My fellow Americans, what should we be doing to protect the digital aspects of our nation’s infrastructure? What needs to happen before the President of the United States can stand before the American people and assure them that a comprehensive and good faith effort is being made to prevent cyber attacks from disrupting the delivery of the essential goods and services our country needs to survive?
These are big questions, tough questions. But last week about 300 people showed up on the campus of UCSD to help answer them. I was one of them, along with several of my colleagues from ESET. We were willing participants in the Third NIST Critical Infrastructure Cybersecurity Framework Workshop, one of a series of such events being held around the country, as previewed here (the next one will be held September 11-12 at the University of Texas at Dallas, details will be posted here).
These workshops are being held to meet the requirements of the Executive Order titled “Improving Critical Infrastructure Cybersecurity” in which the President directed NIST to “work with stakeholders to develop a voluntary framework for reducing cyber risks to critical infrastructure.”
What will this framework for reducing cyber risks to critical infrastructure look like when it is finished? Here is the prescription:
The Framework will consist of standards, guidelines, and best practices to promote the protection of critical infrastructure. The prioritized, flexible, repeatable, and cost-effective approach of the framework will help owners and operators of critical infrastructure to manage cybersecurity-related risk while protecting business confidentiality, individual privacy and civil liberties.
So far, it looks like the framework will be structured around five functions, derived from the workshop/feedback process:
If you’re a security professional then these five functions may seem somewhat familiar, while also sounding a bit odd. That’s because the framework is trying to walk a fine line between accepted terms of art and plain language. For example, the “Know” category could be called “Assess” but some people feel that is a turn-off for executives, suggestive of audits, score cards, and compliance. This highlights one of the major themes to emerge from the discussions at the Carnegie Mellon workshop in May, the need for the framework to “speak” to C-level people, the executives without whose buy-in security efforts are bound to fail. That sentiment was expressed again at the San Diego workshop, illuminating some inherent tensions within this project.
Many participants noted that there is no shortage of published advice about how to secure the kind of information systems that support the critical infrastructure. Which begs the question: If C-level executives have not taken that advice on board yet, what difference will/can a framework make? Will they “get” cybersecurity and authorize the money for cybersecurity improvements within their organization if it is phrased just right? Or if the framework manages to get a handle on the elusive “cost effectiveness” criteria that many workshop attendees were stressing in San Diego. Alternatively, will widespread adoption require disincentives for failure to act, like fines for not complying with this framework?
So there you have another point of tension in this framework project: is it voluntary or will it become mandatory? Some of the folks from NIST who were acting as facilitators took pains to stress the presence of the word “voluntary” in the executive order. However, it is not hard to imagine another branch of government seizing upon the framework, once it has been published, and saying: You must adhere to this!
Which highlights one of the challenges we participants faced at the workshop as we discussed the categories of action that fall within the five functions. Are they actually actions? Are the functions a recipe to be followed in a specific order over time, or are they pillars that need to be present at all times. Is the framework a checklist or a road map, a “to do” list or a set of policies? Right now those questions are still being answered, and if you have thoughts on them you are free to submit your comments to cyberframework [at] nist.gov.
My sense of things is that the framework will be a document to which people can point and say: “If your organization addresses all of these things you will be much less likely to experience a successful cyber attack.” Given that NIST is in charge of the project, I am fairly confident that the final document will be of high quality and fit for that purpose. I’ve been a fan of NIST computer security publications since 800-12 was published in 1995, but therein lies an unanswered question: who is going to make organizations take the document to heart?
I think the President wants to be able to say to the American people, sometime around February of next year, something like this: “We have made great strides towards ensuring that our nation’s critical infrastructure is well-protected against cyber threats.” Right now, that statement is not supported by the facts.

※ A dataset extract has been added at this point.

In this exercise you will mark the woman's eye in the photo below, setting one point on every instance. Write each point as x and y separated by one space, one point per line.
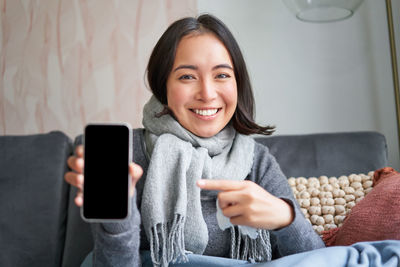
222 76
186 77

The President can say “we are taking steps towards ensuring” but the sentiment in some of the workshop sessions that I attended is that we will not have made great strides until someone delivers a swift kick. What form that kick will take–a call to arms, an appeal to patriotism, enforcement of mandatory compliance–remains to be seen.

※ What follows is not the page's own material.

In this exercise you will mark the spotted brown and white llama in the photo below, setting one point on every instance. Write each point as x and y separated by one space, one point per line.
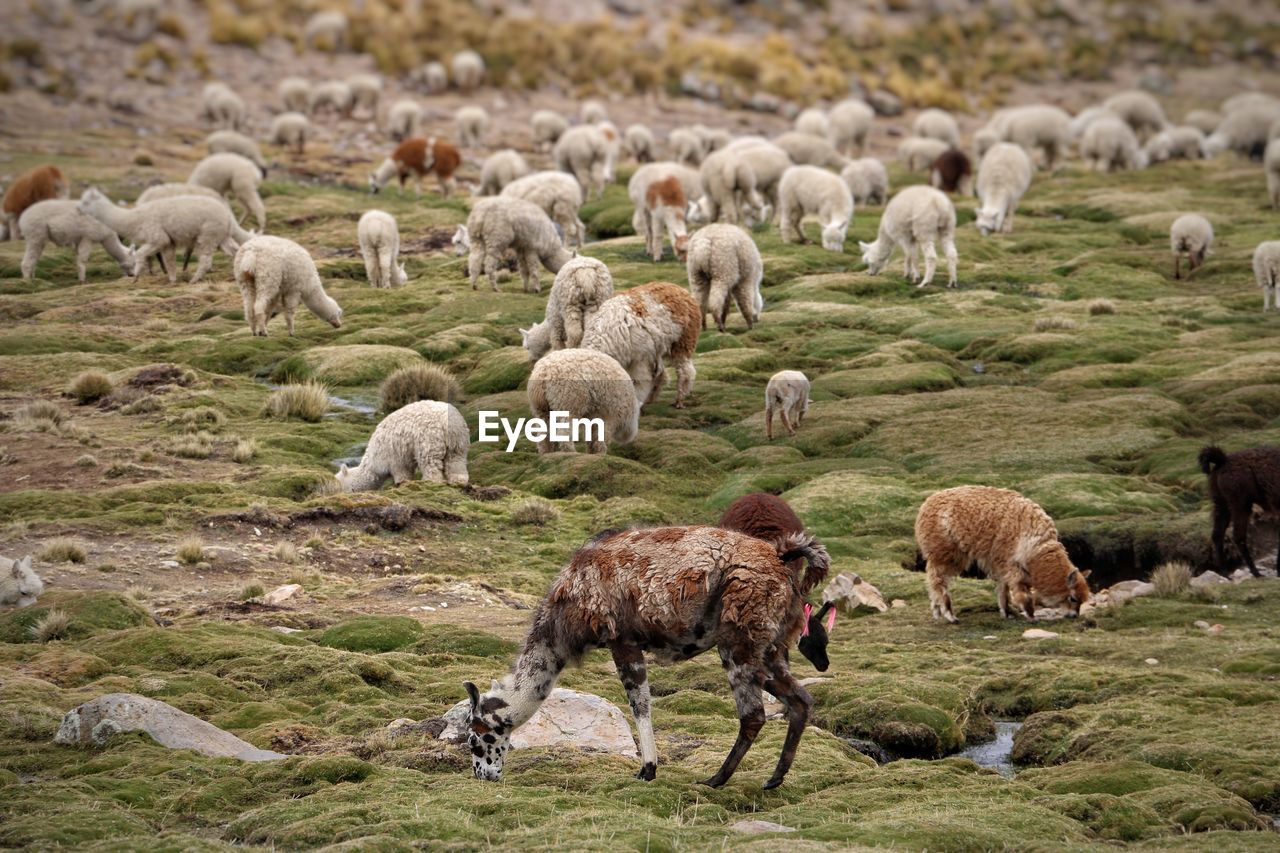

In the meantime, look for the next iteration of the framework from NIST. This will incorporate input from San Diego and it will be up for discussion in Dallas in September, with a first full draft possible by the end of the year. Given the quality of past NIST documents, I very much look forward to reading this one.

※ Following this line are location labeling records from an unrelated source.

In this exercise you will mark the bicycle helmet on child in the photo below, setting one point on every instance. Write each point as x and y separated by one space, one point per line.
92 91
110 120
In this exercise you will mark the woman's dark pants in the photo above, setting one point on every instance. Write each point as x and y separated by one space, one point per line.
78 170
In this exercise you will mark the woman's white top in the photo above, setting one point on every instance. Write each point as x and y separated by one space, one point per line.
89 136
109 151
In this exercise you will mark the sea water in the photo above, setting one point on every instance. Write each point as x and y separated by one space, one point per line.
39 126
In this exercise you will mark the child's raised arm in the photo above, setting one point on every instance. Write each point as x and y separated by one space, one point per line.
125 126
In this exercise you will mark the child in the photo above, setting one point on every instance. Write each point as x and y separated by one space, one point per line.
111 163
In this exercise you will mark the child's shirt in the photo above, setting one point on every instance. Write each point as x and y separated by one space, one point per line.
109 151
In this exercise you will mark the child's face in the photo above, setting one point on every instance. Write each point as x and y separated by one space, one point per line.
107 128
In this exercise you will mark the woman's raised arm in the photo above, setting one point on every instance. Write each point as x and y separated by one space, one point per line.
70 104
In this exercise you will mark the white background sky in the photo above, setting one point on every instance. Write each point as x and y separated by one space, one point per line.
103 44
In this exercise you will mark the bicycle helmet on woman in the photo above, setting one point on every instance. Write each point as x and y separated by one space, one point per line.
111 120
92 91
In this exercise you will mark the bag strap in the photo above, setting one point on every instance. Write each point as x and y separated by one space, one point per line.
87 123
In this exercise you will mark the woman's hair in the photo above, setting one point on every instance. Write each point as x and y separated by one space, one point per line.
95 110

As you look at existing materials, like the Framework Core (.pdf) and the the compendium of informative references (.xlsx), bear in mind that these are early drafts, open to change and expansion, so feel free to email your input (cyberframework at nist.gov). The good folks at NIST mean it when they say they want to hear from as many people as possible, particularly if they are critical infrastructure owners and operators or cybersecurity staff (specifically those who have operational, managerial and policy experience and responsibilities for cybersecurity, technology and/or standards development for critical infrastructure companies).